Before getting into detailed analysis of the BSE Sensex and NSE Nifty 50 index chart patterns, I have a confession to make. One of the reasons technical analysis is looked down upon by many well-known investors is because it can not ‘predict’ what will happen next – so why even bother to look through charts?
Well, the fault doesn’t lie in the charts but with the analyst who is interpreting the charts. The sudden rally that started on the Sensex and Nifty charts from the Dec ‘11 lows appeared to come as a bolt from the blue and was attributed to a rush of FII buying. That is only part of the story. On a closer inspection of both short-term and long-term charts over the weekend, it became quite clear that both indices clearly formed symmetrical triangle reversal patterns for about 4 weeks.
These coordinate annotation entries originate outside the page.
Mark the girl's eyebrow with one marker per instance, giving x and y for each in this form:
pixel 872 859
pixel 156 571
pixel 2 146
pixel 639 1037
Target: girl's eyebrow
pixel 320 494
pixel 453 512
Why did I miss these reversal patterns earlier? A combination of hubris and a bid to second-guess the market. Symmetrical triangles are usually continuation patterns. Since the indices were in bear markets, it was expected that the break out from the triangles will be downwards. But triangles are notorious for being unreliable and can break out in either direction. Not often do triangles turn out to be reversal patterns. Also, the reversal pattern lasted only 4 weeks – much shorter duration than expected after a year-long down trend.
BSE Sensex index chart
Is this still a bear market rally or the first phase of a new bull market? Two patterns on the 6 months daily bar chart of the Sensex suggests that the trend has indeed changed. First, the small rectangular ‘flag’ pattern that formed after the index convincingly crossed above its 200 day EMA. Such patterns usually form at the mid-point of a strong up (or down) move. That gives an upward target above the 20,000 level. The ‘golden cross’ of the 50 day EMA above the 200 day EMA will confirm a bull market.
The break out above the ‘flag’ happened with a ‘gap’ – which makes the break out a strong and valid one. So, the rally is likely to continue despite the overbought condition. The MACD is positive and above its signal line, but the histogram has reduced in height - correcting the overbought situation a little. The ROC is showing negative divergence by failing to reach a new high and slipping below its 10 day MA. Both the RSI and the slow stochastic are well inside their overbought zones, and can stay there a while longer.
If you are holding from lower levels, don’t sell off in a hurry. Maintain trailing stop-losses and ride the bull. If you have missed the rally, don’t jump in now. At some point, there should be a decent 5-10% correction. Enter then.
NSE Nifty 50 index chart
The 4 weeks long consolidation within a symmetrical triangle on the 1 year weekly bar chart pattern of the Nifty was followed by an upward break out on increased volumes. The volumes kept rising even further as the index climbed past the 50 week EMA and the blue down trend line. Strong volume support validates upward break outs.
The technical indicators have turned bullish. The MACD is rising above its signal line and has entered the positive zone. The ROC is also positive and above its 10 week MA. The RSI has moved above its 50% level. The slow stochastic has entered its overbought zone. Any pullback to the blue down trend line – if it happens – will provide a buying opportunity. The ‘golden cross’ of the 20 week EMA above the 50 week EMA will be the final confirmation of a return to a bull market.
The fundamentals remain a matter of concern. Q3 results have shown continued downward pressure on margins of India Inc. The fiscal deficit will end up much higher than announced in the previous budget. Big ticket reforms are pending for a long time. Interest rates remain high. A Greek sovereign default hasn’t been ruled out. War drums are being beaten - an Israeli attack on Iran can change bullish equations.
Bottomline? The chart patterns of the BSE Sensex and NSE Nifty 50 indices have entered bull markets – thanks to strong buying support from the FIIs. It is unusual to see mid-cap and small-cap stocks making smart moves at the early stage of a bull market. Stock markets move on their own logic – there is no point in trying to second-guess the market. As Steve Winwood sang not too long ago: “Just roll with it, baby” – but remember to maintain trailing stop-losses.
2 comments:
A couple of points.
1. Pls pardon my limited knowledge but any sort of analysis usually works better in hindsight. :) So you may not apologise after all.
2. That fact that you choose to raise up your hand and say "mea cupla" makes you so different from others in the business. Exactly why Sachin is revered so much. Humility :)
Great job as always.
Being your regular reader has been a lot better on my nerves and heart :)
Appreciate your comments, Jasi.
You are quite right. It is easier to identify patterns after they have completed their formation. But as the old saying goes: Better late than never.
Even a late identification of a reversal pattern gives some confidence that the trend may have changed.
But one thing I've learned the hard way (i.e. by losing money) is that one can never be certain about market movements - specially Indian markets, where a couple of billion dollars of FII outflow or inflow can change trends.